I haven’t seen any literature that addresses this except a few articles that stated aids transmission was more likely through tears in the membrane.

So my question is; are there any studies that have looked into the health effects of long-term anal sex?  I know there are many authors out there stating it is perfectly healthy, but I’m more interested in research studies of aged people.  If no such studies exist, are there reliable sources for anecdotal evidence?

While it’s true that some people experience damage from anal sex, there are also people who have been doing it for years without having any problems. What makes the difference is how people do it. I should also mention that anal intercourse and, for that matter, anal penetration, aren’t the only ways to enjoy anal play. The anus has plenty of sensitive nerves and a lot of people enjoy anal stimulation with toys, fingers, or oral sex without any penetration at all.
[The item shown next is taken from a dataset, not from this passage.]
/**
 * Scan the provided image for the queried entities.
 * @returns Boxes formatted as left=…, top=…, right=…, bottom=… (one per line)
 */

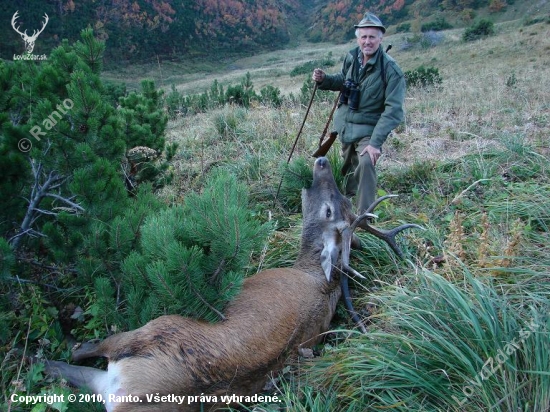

Even people who are very experienced with anal play can benefit from going slowly at first, warming up, and giving the muscles time to relax. Anal sex isn’t about forcing the pelvic and anal muscles to open- it’s about learning how to relax them. If you go too quickly, you can certainly hurt yourself.

The next issue is whether people are using enough lubricant, and the right kind of lubricant. Since the rectum doesn’t lubricate the way that the vagina does, a good lubricant is important. While many people like the water-based ones, they dry out or soak in after a while. Many people have come to prefer the silicone lubricants since they don’t dry out.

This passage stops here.